The eastern end is a commercial zone with no discernible theme and little walkability.
In addition, the city is drafting several code changes that could extend the multifamily tax abatement that applies downtown to Fourth Plain, and others that address building setbacks from the roadway and parking issues to create a multi-modal, pedestrian-friendly corridor, Snodgrass said.
Anchor projects along Fourth Plain are in states of fluxuation. Kyocera, Fred Meyer, First Independent, Clark College and others signal progress.
Kyocera
The Vancouver Housing Authority had an option to purchase the Kyocera site, which has since expired, said LaVon Holden, interim co-director.
The agency is continuing discussions with the company about whether it will be involved in the purchase of the property – as are others, she said.
As a public development agency, Holden said the hope is to develop a use there that would serve the area with public-private partnerships, but the vision is not necessarily to own anything built on the site in the end.
“We see the opportunity to be a catalyst and facilitator for change, and we have some skills in this arena,” Holden said.
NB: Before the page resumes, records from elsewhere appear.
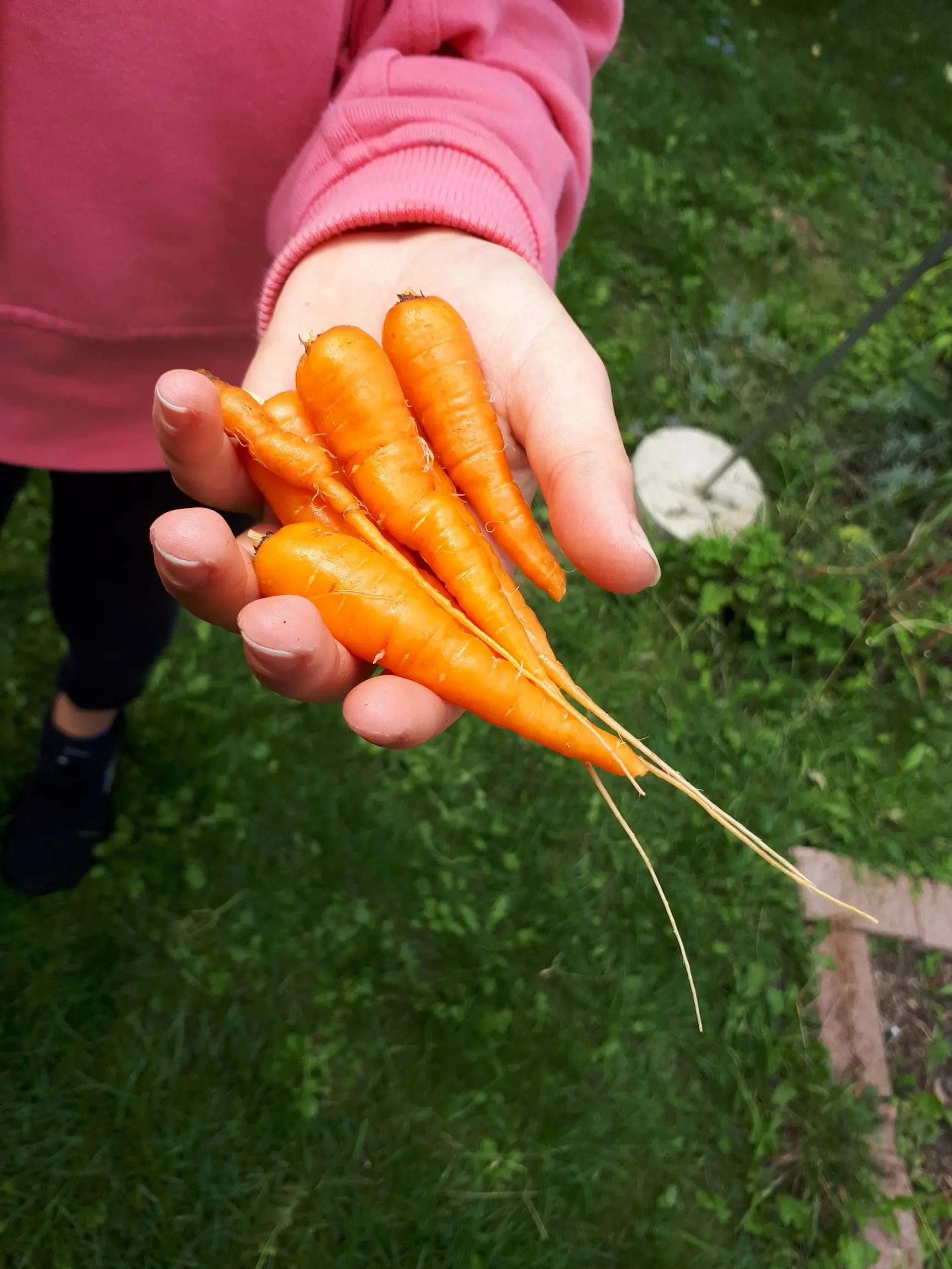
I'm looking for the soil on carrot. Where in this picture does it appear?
[872,944,952,1269]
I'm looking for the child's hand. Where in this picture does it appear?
[152,229,657,746]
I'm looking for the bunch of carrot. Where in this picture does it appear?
[202,295,873,1026]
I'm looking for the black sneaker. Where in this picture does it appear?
[0,711,126,895]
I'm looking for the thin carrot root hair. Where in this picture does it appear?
[585,763,705,1032]
[545,658,879,925]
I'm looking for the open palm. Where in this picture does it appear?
[152,229,657,746]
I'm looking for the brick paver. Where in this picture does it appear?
[792,847,929,1269]
[914,880,952,952]
[791,846,919,939]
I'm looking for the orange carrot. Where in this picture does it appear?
[245,458,352,533]
[383,295,565,599]
[255,524,646,777]
[297,326,545,674]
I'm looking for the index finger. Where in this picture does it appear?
[506,314,660,594]
[152,370,262,514]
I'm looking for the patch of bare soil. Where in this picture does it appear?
[871,944,952,1269]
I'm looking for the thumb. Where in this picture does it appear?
[510,322,661,594]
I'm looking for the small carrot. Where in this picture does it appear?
[383,295,565,599]
[297,326,545,674]
[255,524,647,777]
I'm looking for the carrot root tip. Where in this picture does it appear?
[247,529,274,555]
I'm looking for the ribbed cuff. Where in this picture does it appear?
[258,145,543,334]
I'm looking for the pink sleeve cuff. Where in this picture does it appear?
[258,142,543,333]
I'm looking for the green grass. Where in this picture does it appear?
[0,0,952,1269]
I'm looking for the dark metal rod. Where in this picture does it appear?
[701,231,952,497]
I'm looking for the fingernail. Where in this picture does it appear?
[155,389,190,431]
[152,538,212,585]
[631,515,661,586]
[241,632,298,661]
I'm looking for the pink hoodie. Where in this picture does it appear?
[0,0,622,471]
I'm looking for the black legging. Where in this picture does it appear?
[0,463,253,710]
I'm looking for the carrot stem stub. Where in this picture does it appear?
[383,295,565,599]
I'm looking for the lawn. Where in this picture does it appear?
[0,0,952,1269]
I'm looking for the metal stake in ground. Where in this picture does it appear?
[699,231,952,498]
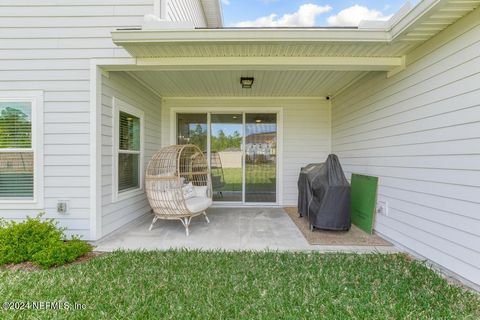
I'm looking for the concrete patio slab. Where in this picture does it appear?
[95,208,399,253]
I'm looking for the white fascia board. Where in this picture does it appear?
[112,28,391,45]
[388,0,442,40]
[137,57,404,71]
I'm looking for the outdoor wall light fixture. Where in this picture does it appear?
[240,77,255,89]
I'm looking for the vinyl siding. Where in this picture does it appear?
[101,72,161,236]
[0,0,206,239]
[162,98,331,206]
[332,9,480,285]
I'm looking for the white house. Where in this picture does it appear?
[0,0,480,286]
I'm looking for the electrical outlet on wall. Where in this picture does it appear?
[377,200,388,216]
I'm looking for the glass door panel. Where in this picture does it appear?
[245,113,277,202]
[177,113,208,154]
[210,114,243,202]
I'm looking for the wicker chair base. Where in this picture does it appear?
[148,211,210,237]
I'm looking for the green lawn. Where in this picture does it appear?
[0,251,480,319]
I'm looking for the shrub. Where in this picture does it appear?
[0,213,91,268]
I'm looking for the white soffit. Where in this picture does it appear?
[129,70,366,97]
[112,0,480,58]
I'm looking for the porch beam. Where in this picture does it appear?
[136,57,404,71]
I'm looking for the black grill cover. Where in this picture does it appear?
[298,154,351,230]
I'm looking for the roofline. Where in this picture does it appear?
[112,0,480,46]
[200,0,223,28]
[112,28,391,45]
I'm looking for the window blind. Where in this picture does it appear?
[118,111,140,191]
[0,102,34,200]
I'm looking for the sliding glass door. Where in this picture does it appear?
[177,113,277,203]
[245,113,277,202]
[210,114,243,202]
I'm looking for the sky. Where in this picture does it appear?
[221,0,415,27]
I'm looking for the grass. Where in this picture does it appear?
[0,251,480,319]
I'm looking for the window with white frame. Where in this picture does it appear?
[0,92,43,208]
[113,98,144,200]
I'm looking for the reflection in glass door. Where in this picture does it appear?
[210,114,243,202]
[245,113,277,202]
[177,113,277,203]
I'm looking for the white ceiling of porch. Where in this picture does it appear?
[130,70,365,97]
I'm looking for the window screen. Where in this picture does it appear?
[0,101,34,200]
[118,111,140,191]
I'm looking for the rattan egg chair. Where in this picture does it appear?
[145,144,212,236]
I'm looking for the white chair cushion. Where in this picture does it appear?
[185,197,212,213]
[182,182,196,200]
[193,186,208,197]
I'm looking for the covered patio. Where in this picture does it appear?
[96,25,408,252]
[96,207,400,253]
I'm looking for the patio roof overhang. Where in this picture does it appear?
[109,0,480,97]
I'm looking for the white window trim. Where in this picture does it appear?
[112,97,145,202]
[0,91,44,209]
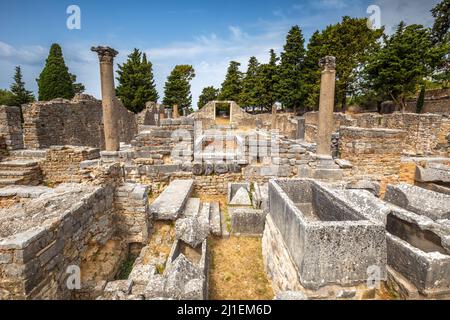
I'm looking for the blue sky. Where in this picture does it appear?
[0,0,439,107]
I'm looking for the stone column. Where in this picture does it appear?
[172,104,180,119]
[317,56,336,158]
[159,106,166,121]
[91,46,120,151]
[271,104,277,130]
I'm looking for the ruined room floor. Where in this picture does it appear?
[209,237,273,300]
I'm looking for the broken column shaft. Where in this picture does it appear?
[91,46,120,151]
[317,56,336,158]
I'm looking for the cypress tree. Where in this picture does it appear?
[37,43,75,101]
[11,66,34,106]
[219,61,243,103]
[163,65,195,110]
[416,84,426,113]
[116,49,158,113]
[259,49,278,110]
[276,26,306,114]
[197,86,219,109]
[240,57,262,107]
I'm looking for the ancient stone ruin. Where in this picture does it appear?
[0,51,450,300]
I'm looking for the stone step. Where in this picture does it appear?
[149,179,194,220]
[0,178,22,187]
[0,159,39,170]
[209,202,222,237]
[183,198,200,217]
[0,168,39,178]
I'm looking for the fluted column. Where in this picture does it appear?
[317,56,336,158]
[91,46,120,151]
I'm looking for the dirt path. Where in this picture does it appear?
[209,237,273,300]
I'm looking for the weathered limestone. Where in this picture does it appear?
[91,47,120,151]
[416,163,450,183]
[384,183,450,220]
[270,104,277,130]
[149,180,194,220]
[317,56,336,157]
[172,104,180,119]
[269,179,386,289]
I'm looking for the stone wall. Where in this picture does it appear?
[0,185,113,299]
[114,183,151,245]
[339,127,407,193]
[40,146,100,184]
[406,89,450,115]
[23,95,137,149]
[0,106,23,150]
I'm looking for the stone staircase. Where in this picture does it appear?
[0,159,42,187]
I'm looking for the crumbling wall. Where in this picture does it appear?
[0,185,113,299]
[406,89,450,115]
[40,146,100,184]
[339,127,407,193]
[24,95,137,149]
[0,106,23,150]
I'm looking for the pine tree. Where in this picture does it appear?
[0,89,16,106]
[303,17,383,111]
[239,57,262,108]
[260,49,278,110]
[11,66,34,106]
[219,61,243,103]
[163,65,195,110]
[365,22,433,110]
[70,74,86,94]
[197,86,219,109]
[116,49,158,113]
[416,84,426,113]
[275,26,306,111]
[37,43,75,101]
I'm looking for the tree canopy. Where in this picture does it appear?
[197,86,219,109]
[219,61,243,102]
[116,48,159,113]
[163,65,195,109]
[36,43,75,101]
[10,66,34,106]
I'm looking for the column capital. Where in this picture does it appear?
[319,56,336,71]
[91,46,118,63]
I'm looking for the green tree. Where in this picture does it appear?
[197,86,219,109]
[36,43,75,101]
[10,66,34,106]
[259,49,279,110]
[416,84,426,113]
[275,26,307,112]
[239,57,262,110]
[116,48,158,113]
[365,22,435,110]
[303,31,326,111]
[219,61,243,103]
[431,0,450,88]
[304,16,383,111]
[0,89,16,106]
[70,74,86,94]
[163,65,195,110]
[431,0,450,44]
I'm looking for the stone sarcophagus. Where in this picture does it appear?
[266,179,387,290]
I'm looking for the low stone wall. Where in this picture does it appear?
[406,89,450,115]
[339,127,407,193]
[0,185,113,299]
[114,183,151,244]
[0,106,23,150]
[40,146,100,184]
[23,95,137,149]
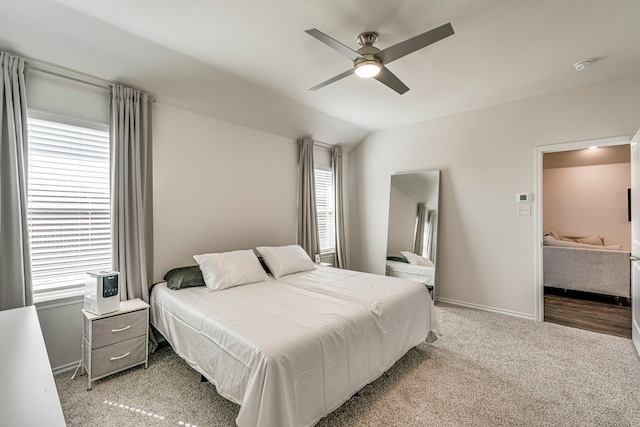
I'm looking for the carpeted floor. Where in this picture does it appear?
[56,305,640,427]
The site has contaminant issues, which has factored into price discussions with Kyocera, but the issues are not holding up the conversation in any way, she added.
Fred Meyer
The retailer is vacating its location at Grand and Fourth Plain boulevards to anchor the Grand Central development along Highway 14, leaving many with questions about the future for the centrally located site.
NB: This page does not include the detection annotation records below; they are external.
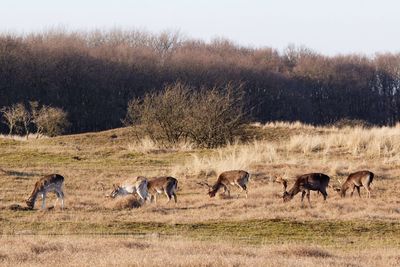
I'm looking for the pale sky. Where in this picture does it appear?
[0,0,400,55]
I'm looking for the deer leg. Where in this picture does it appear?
[318,190,328,201]
[42,193,46,210]
[224,185,231,197]
[350,185,356,197]
[306,190,311,207]
[240,184,247,198]
[301,191,306,207]
[365,186,371,198]
[356,186,361,198]
[165,191,172,202]
[60,191,64,210]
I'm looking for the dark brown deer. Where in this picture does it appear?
[199,170,250,198]
[335,171,374,198]
[283,173,330,206]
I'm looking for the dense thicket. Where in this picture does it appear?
[124,82,248,148]
[0,30,400,132]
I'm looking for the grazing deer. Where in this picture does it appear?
[147,176,178,203]
[198,170,250,198]
[334,171,374,198]
[282,173,330,206]
[26,174,64,209]
[109,176,148,201]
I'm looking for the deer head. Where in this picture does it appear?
[197,182,216,197]
[108,184,123,198]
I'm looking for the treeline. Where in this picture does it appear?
[0,30,400,133]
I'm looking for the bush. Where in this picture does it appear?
[125,82,247,148]
[334,118,372,129]
[34,106,69,136]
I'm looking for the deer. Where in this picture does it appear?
[334,171,374,198]
[108,176,148,202]
[147,176,178,203]
[282,173,330,207]
[198,170,250,198]
[26,174,64,210]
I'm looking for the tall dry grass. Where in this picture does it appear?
[0,235,400,267]
[172,122,400,180]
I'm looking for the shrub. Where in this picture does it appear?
[125,82,247,148]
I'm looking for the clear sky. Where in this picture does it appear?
[0,0,400,55]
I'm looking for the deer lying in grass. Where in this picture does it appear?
[147,176,178,203]
[198,170,250,198]
[26,174,64,209]
[282,173,330,206]
[334,171,374,198]
[109,176,148,202]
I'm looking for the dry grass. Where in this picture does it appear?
[0,123,400,266]
[0,235,400,267]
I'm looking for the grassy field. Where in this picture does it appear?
[0,123,400,266]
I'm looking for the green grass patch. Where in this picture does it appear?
[0,216,400,248]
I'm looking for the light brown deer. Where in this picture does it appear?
[109,176,148,202]
[282,173,330,206]
[334,171,374,198]
[198,170,250,198]
[26,174,64,209]
[147,176,178,203]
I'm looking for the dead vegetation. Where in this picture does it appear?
[0,123,400,266]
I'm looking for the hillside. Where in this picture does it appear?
[0,123,400,266]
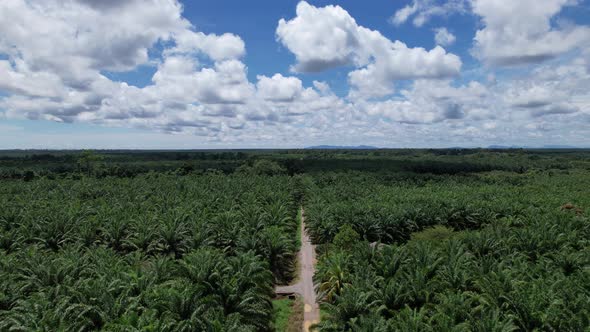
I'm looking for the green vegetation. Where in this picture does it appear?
[0,174,298,331]
[272,298,294,332]
[0,150,590,331]
[306,169,590,331]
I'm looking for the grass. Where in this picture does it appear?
[272,298,293,331]
[272,298,303,332]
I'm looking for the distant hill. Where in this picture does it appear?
[305,145,379,150]
[488,145,580,150]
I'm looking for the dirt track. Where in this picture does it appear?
[276,208,320,332]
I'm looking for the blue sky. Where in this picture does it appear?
[0,0,590,149]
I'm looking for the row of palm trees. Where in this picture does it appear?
[0,174,298,331]
[306,172,590,331]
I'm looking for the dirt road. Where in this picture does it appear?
[276,208,320,332]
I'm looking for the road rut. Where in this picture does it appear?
[276,208,320,332]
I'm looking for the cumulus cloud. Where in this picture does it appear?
[256,74,303,102]
[472,0,590,66]
[390,0,469,27]
[0,0,590,147]
[434,27,457,46]
[0,0,340,139]
[276,1,461,97]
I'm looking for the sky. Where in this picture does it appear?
[0,0,590,149]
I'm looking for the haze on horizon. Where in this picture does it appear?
[0,0,590,149]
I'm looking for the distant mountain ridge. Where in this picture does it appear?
[305,145,379,150]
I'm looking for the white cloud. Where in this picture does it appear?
[390,0,469,27]
[277,1,461,97]
[0,0,590,148]
[434,27,457,46]
[473,0,590,66]
[256,74,303,102]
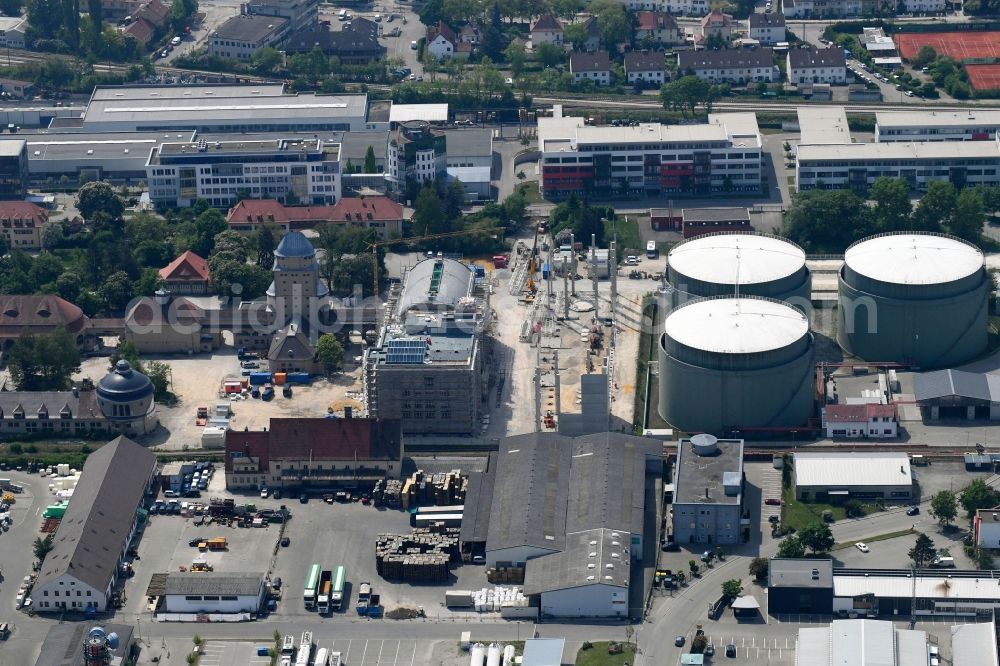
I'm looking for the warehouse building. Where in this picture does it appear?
[673,434,743,545]
[767,557,833,615]
[470,433,663,617]
[913,369,1000,421]
[32,437,157,613]
[538,106,761,199]
[795,619,928,666]
[792,451,915,502]
[163,571,267,615]
[226,417,403,490]
[365,258,490,434]
[659,294,814,436]
[75,83,368,133]
[837,233,993,369]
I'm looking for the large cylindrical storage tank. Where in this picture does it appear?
[667,233,812,311]
[659,296,814,434]
[837,233,992,368]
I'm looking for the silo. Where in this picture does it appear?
[659,296,814,434]
[837,233,992,368]
[667,233,812,311]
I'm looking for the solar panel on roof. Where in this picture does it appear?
[385,338,427,363]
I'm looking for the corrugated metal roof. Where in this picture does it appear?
[793,451,913,488]
[951,622,1000,666]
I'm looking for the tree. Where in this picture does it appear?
[781,189,870,253]
[958,479,1000,518]
[778,534,806,558]
[31,533,55,562]
[799,523,836,554]
[911,45,937,69]
[316,333,344,375]
[913,180,958,231]
[868,176,913,232]
[101,271,132,312]
[76,180,125,222]
[365,146,378,173]
[948,189,986,243]
[907,532,937,569]
[722,578,743,599]
[7,326,80,390]
[535,42,566,68]
[931,490,958,525]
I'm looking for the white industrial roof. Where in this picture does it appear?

Site Acquisition Manager Don Forrest, who sits on the Fourth Plan Corridor Subarea Plan oversight committee, said the store was in need of more space and couldn’t justify the cost of redevelopment.
Fred Meyer is in final negotiations with a buyer that he suspects the neighborhood will be pleased with. Forrest could not give any specifics, but said the buyer is a complementary use for the area, and if all goes well, an announcement should be coming within a month.
First Independent
The bank is in the midst of redeveloping its Fourth Plain branch with an international theme.
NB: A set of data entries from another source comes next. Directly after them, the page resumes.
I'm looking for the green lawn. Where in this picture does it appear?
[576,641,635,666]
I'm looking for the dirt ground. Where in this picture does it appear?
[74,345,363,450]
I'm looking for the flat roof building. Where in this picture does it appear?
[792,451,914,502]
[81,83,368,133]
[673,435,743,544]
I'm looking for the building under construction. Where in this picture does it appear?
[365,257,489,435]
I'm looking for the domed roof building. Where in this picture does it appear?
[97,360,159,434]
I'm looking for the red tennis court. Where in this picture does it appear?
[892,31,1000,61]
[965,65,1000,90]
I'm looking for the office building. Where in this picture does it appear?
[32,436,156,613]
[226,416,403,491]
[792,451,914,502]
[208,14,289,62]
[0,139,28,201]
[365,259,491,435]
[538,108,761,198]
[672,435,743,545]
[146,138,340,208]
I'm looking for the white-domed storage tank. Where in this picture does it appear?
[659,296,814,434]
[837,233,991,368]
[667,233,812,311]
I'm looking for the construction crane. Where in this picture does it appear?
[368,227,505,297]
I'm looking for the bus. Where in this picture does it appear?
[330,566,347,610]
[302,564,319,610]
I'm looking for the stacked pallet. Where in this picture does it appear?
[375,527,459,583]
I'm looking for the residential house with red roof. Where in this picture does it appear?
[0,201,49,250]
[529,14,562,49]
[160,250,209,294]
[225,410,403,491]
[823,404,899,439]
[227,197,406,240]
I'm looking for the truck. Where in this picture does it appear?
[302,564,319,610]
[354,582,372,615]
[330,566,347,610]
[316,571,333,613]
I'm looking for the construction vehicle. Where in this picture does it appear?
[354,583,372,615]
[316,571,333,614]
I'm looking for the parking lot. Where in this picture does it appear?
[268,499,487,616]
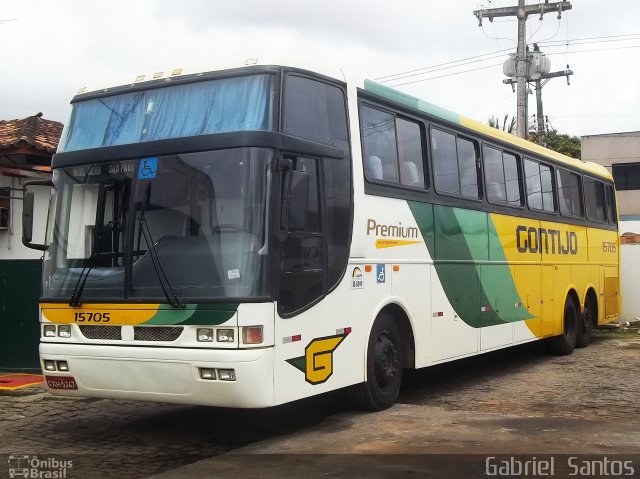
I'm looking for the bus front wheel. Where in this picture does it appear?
[545,297,580,356]
[349,311,404,411]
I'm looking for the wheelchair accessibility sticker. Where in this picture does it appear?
[376,264,385,283]
[138,157,158,180]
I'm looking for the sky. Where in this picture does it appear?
[0,0,640,136]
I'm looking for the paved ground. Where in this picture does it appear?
[0,334,640,479]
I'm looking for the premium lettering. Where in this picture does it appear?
[516,225,578,255]
[367,219,420,239]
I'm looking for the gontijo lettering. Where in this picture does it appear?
[516,225,578,255]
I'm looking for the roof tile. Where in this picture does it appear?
[0,113,63,153]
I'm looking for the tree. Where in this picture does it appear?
[489,113,517,134]
[529,130,581,159]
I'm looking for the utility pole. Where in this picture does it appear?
[473,0,572,138]
[503,55,573,146]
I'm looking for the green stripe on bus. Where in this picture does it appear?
[145,303,238,326]
[364,80,461,125]
[408,202,532,328]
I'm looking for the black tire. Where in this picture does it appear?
[576,296,598,348]
[349,311,404,411]
[545,297,579,356]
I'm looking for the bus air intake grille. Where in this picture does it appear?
[80,325,122,341]
[133,326,184,341]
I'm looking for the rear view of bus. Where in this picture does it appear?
[25,62,352,407]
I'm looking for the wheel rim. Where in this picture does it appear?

First Independent has a long-term plan to remodel or rebuild many of its older branches, and when the bank learned of the intent to designate the corridor as an international district, it followed suit, said Public Relations Manager Tammi Olund.
“The remodel was already planned, but the subarea plan gave us our theme,” she said. “The international theme really works well for that branch because many of our clientele do not speak English as their primary language.”
Water Works Park
In other projects across the corridor, the city has upgrades scheduled for Water Works Park, which contains Swift Skatepark, at the western end and the City Public Works operations center. Realignment of the intersection of Northeast 65th Avenue and Fourth Plain Boulevard will be underway soon.
Clark College
The college is gearing up to start predesign work on its $33 million Advanced Health and Technology Building, planned for the corner of Fort Vancouver Way and Fourth Plain Boulevard.
In the last legislative session, the college received $250,000 in predesign funding for the new building that will house new technology and health-related programs to supplement its medical radiology, dental hygiene and pharmacy technician programs.
The college sees the project as an anchor for the redevelopment plans and one that will serve as a gateway into the corridor.
Construction will likely begin in 2011, said Director of Plant Services Jim Green.